Execution time - 0.000288341 secs

Santanu Banerjee
Dec 16, 2013

I did using the following program ::::

import java.io.*;

import java.math.*;

public class TheLongestSequenceOfMods

{

long j=0;

public static void main(String args[])

{

    TheLongestSequenceOfMods obj=new TheLongestSequenceOfMods();

    long i=0,j=0,m=0,n=0;

    for(i=1;i<1000;i++)

    {

m=obj.fun(i,0);

        if(m>j)

        {

            j=m;

            n=i;

        }

    }

    System.out.println(n);

}

long fun(long h,long k)

{

    j=1000%h;

    ++k;

    if(j==0)

        return k;

    else

        return fun(j,k);

}

}

OUTPUT :: 649

Although is like cheating, I used this program in C to solve the problem.
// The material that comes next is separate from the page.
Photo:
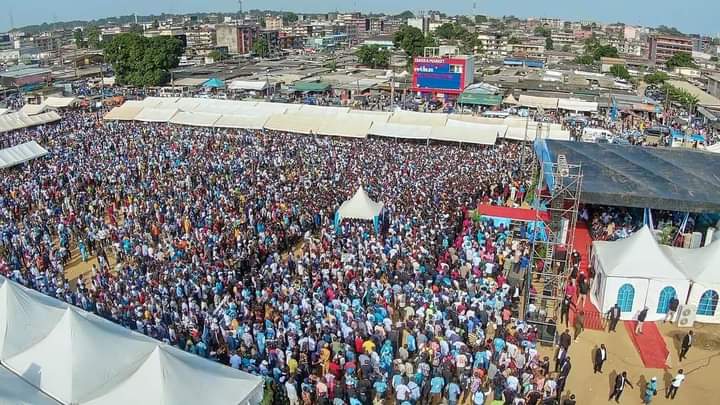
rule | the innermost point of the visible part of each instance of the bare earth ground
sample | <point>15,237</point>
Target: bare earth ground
<point>702,365</point>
I hope to find a solution better than mine.

int n, numero, resto, contatore, volte_max, unico;
n=1000;
numero=1;
volte_max=0;
while(numero<1000)
{
    resto=numero;
    contatore=0;
    while(resto!=0)
    {
        resto=n%resto;
        contatore++;
    }
    if(contatore>volte_max)
    {
        volte_max=contatore;
        unico=numero;
    }
    numero++;
}
printf("Il max è %d e compare %d volte\n",unico, volte_max);
return EXIT_SUCCESS;

unico=649, volte_max=9.

Alex Letizia - 7 years, 5 months ago

There has to be a purely mathematical solution.Since I couldn't solve the whole problem,I will just say what I did,lest anyone should benefit from my works.

1)I found out the number of remainders after dividing 1000 by positive integers smaller than it.The exact number,I believe is 500.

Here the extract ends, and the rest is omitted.